Two seating areas with their own rhythm
The living room is organized around two living areas, each with its own scale and setting. One sits closer to the linking element with black stained oak, natural stone and leather; the other feels slightly more open, but still enclosed by its own rug. That simple framing gives each seating area a separate atmosphere without closing off the room. Seen from one side, the furniture is loose and relaxed; from the other, the lines of the floor and built-in elements pull the eye across the space.
Material does much of the work here. Black stained oak gives the connecting element a darker edge, while natural stone and leather temper it with texture. The fireplace in natural stone becomes a fixed point in the room, not because it dominates, but because it holds the surrounding surfaces together. In the images, that effect is reinforced by custom wall units, stone-like tabletops and the calm repetition of gray and white upholstery. The room is busy in plan, yet visually it stays measured.
A herringbone oak floor opens the room
The herringbone oak floor adds direction underfoot.

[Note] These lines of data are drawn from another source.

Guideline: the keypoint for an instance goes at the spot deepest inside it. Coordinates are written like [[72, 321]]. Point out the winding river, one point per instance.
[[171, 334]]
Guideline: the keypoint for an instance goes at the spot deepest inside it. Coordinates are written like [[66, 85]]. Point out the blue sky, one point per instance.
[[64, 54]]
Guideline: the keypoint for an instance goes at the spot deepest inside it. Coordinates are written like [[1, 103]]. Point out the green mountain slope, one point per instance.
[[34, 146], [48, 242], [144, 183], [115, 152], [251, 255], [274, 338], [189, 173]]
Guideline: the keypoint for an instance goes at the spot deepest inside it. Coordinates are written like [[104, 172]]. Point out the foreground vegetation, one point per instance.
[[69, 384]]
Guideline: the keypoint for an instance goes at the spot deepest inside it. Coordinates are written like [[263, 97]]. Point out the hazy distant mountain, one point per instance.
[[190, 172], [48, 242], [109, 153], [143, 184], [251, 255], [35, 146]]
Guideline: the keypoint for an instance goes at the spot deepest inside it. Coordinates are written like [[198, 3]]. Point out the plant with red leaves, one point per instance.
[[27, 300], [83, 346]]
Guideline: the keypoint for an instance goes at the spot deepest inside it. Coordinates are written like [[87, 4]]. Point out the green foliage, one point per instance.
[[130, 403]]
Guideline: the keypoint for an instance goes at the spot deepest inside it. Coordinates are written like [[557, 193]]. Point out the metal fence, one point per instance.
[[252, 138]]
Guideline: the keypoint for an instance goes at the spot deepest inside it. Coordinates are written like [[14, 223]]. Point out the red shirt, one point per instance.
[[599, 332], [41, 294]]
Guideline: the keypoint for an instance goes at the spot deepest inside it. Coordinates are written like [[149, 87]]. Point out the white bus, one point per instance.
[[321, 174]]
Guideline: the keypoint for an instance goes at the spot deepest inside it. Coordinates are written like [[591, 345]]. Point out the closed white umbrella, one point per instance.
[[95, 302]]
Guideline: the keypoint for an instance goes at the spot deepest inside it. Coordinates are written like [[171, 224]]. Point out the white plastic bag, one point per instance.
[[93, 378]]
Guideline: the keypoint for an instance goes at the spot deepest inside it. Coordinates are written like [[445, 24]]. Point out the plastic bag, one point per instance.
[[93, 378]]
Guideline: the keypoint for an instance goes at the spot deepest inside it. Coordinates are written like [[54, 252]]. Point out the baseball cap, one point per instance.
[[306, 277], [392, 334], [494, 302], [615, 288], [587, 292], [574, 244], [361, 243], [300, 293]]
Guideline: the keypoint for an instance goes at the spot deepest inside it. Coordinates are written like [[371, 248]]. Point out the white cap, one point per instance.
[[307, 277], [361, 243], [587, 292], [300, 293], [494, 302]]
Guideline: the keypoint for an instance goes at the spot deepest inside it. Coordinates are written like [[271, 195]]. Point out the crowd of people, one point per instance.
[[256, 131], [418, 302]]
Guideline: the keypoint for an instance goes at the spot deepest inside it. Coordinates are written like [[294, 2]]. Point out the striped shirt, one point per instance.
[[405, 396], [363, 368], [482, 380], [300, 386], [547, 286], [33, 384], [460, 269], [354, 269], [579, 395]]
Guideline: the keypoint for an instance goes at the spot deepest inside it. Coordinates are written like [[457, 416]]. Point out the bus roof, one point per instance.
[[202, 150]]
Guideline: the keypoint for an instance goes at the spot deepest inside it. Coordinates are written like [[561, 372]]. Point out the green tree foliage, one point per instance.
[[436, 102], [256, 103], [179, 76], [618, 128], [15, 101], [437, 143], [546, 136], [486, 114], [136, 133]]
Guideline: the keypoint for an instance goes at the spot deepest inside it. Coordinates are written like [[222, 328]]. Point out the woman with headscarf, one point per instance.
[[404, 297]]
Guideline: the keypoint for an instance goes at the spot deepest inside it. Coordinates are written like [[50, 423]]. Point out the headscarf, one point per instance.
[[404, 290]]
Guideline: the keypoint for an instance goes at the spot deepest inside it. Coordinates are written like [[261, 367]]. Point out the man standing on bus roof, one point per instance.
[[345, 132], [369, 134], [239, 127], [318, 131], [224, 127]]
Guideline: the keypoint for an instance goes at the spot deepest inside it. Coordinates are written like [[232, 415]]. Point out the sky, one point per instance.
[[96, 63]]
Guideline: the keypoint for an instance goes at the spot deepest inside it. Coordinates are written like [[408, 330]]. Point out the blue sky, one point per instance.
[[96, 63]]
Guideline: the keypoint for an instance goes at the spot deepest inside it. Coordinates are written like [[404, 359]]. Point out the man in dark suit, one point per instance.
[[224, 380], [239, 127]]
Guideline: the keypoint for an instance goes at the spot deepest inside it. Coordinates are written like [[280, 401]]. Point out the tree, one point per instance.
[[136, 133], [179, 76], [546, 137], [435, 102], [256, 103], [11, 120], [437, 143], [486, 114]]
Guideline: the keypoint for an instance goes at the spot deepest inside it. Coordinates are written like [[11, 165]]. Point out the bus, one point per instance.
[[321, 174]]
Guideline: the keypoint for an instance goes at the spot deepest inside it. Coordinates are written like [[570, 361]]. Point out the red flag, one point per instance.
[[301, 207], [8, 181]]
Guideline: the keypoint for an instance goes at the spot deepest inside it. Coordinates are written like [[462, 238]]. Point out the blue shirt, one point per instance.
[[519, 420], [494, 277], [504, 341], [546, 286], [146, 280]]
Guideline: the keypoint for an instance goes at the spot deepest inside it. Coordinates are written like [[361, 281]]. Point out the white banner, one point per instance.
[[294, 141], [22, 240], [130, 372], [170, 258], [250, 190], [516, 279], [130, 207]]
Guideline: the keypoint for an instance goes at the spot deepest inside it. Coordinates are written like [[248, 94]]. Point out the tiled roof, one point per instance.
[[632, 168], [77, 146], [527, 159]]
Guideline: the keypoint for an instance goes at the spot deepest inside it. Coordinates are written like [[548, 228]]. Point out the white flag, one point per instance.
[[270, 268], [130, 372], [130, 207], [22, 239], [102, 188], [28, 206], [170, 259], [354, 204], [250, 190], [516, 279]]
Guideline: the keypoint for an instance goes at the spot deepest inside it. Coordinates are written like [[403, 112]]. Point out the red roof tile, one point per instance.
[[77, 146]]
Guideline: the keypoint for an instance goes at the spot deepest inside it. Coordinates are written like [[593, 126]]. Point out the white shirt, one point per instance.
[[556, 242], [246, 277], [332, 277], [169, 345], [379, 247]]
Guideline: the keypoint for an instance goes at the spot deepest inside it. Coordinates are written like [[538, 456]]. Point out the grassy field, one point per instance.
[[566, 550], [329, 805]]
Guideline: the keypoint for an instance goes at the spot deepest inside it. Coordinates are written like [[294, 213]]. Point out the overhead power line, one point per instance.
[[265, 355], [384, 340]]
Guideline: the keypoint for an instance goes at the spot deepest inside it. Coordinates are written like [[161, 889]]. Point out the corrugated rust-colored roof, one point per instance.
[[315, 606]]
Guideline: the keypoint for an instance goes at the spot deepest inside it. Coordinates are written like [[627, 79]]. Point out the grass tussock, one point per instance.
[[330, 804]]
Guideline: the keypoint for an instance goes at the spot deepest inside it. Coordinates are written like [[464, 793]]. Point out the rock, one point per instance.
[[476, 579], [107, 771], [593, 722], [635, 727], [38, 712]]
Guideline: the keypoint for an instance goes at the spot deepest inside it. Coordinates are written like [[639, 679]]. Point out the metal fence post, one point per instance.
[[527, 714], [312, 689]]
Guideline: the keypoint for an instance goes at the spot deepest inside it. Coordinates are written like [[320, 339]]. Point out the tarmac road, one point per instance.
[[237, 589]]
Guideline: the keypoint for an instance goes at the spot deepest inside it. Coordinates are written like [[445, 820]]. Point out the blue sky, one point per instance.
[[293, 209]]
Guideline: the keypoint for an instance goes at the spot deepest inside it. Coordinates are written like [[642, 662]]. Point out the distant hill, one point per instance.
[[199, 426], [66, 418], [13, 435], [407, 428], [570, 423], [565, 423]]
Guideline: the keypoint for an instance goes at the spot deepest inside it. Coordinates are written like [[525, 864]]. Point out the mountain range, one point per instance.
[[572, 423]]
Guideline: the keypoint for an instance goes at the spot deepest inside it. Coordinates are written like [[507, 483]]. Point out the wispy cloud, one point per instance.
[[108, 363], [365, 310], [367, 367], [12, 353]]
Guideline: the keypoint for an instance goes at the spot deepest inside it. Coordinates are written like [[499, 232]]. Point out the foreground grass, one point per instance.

Its pattern breaks the larger surfaces into smaller movements and makes the room feel longer than a plain plank floor would. That matters in a villa interior with slanted walls, where straight lines are already in short supply. The floor keeps the interior from becoming too fragmented. Light wood also softens the darker joinery, the stone surfaces and the glass partitions seen in the project images, so the transition between zones remains readable.
Fireplace, joinery and a clear line through the house
Several images show how the fireplace and bespoke joinery act as anchors. A large wall unit with open shelves sits near the seating area, while the fireplace opening is framed in stone and set into a darker mass of material. These pieces do not try to hide the architecture; they work with it. The verticals of the cabinetry, the horizontal line of the hearth and the rug boundaries give the room a structure that is visible even before the furniture is noticed.
The kitchen turns toward the garden
The kitchen faces the garden, bringing a clear outward orientation into the interior. That choice shifts the kitchen away from the wall and toward the view, which helps the room feel less enclosed. Hout, brons and natuursteen are mentioned in the source as the main counterweight to harder materials such as beton and glas. In the images, that contrast appears in the stone-like worktops, dark fronts and the line of the island, where stools gather along one side without interrupting the clean edge of the composition.
The kitchen island reads as part of the larger villa interior with slanted walls rather than as a separate object. Its surfaces repeat the darker tones found elsewhere, but the finish is warmer where wood appears in the cabinetry. A long run of built-in storage, seen in the photo set, keeps appliances and service elements out of view. That allows the room to stay open to the living area, with the island acting as a pause between cooking, circulation and the sightline toward the garden.
Stone, leather and bronze keep the palette grounded
The material palette avoids a decorative look. Black stained oak, natural stone and leather appear together in the linking element between the two seating areas, and their different textures do the real work. Stone has weight, leather absorbs light, and oak brings a visible grain. Bronze appears in the kitchen zone, where it sits against the harder surfaces rather than competing with them. The effect is not about contrast for its own sake. It is about giving each surface a role in the way the house is experienced from one room to the next.
Across the interior, the surfaces stay close to a restrained range of gray, white, black and wood tones. That narrow palette makes the slanted walls and custom-built parts easier to read. Glass panels with dark frames introduce another layer of depth, especially where sightlines cross from one room into another. In the photographs, the result is calm but not empty: the interior is full of edges, joins and transitions, yet nothing feels overdrawn.
The indoor pool area continues the same language
The indoor pool zone extends the material logic into a different setting. Concrete-cire and wood are used around the pool, matching the broader interior rather than breaking away from it. The images show a tiled perimeter, blue water and a wall treatment with wooden slats, which makes the space feel distinct without changing the vocabulary of the house. Even here, the layout is guided by lines and surfaces rather than ornament.
That consistency matters because the villa interior with slanted walls depends on reading across spaces. The pool area does not become a separate world; it belongs to the same sequence of rooms. Concrete-cire gives the walls a muted surface, while wood brings a visible grain that echoes the oak elsewhere. Together they bridge the transition from living room to kitchen to wellness zone, keeping the overall interior coherent without making it rigid.
What the angles reveal
The most noticeable change is not dramatic demolition but editing. Unused corners have been removed from the experience of the house by tightening the plan and letting the slanted walls remain visible. The two seating areas now have room to breathe, the kitchen has a clearer relation to the garden, and the pool area follows the same material code. In a villa interior with slanted walls, that kind of spatial correction is what gives the house its clarity: not more objects, but better placed ones.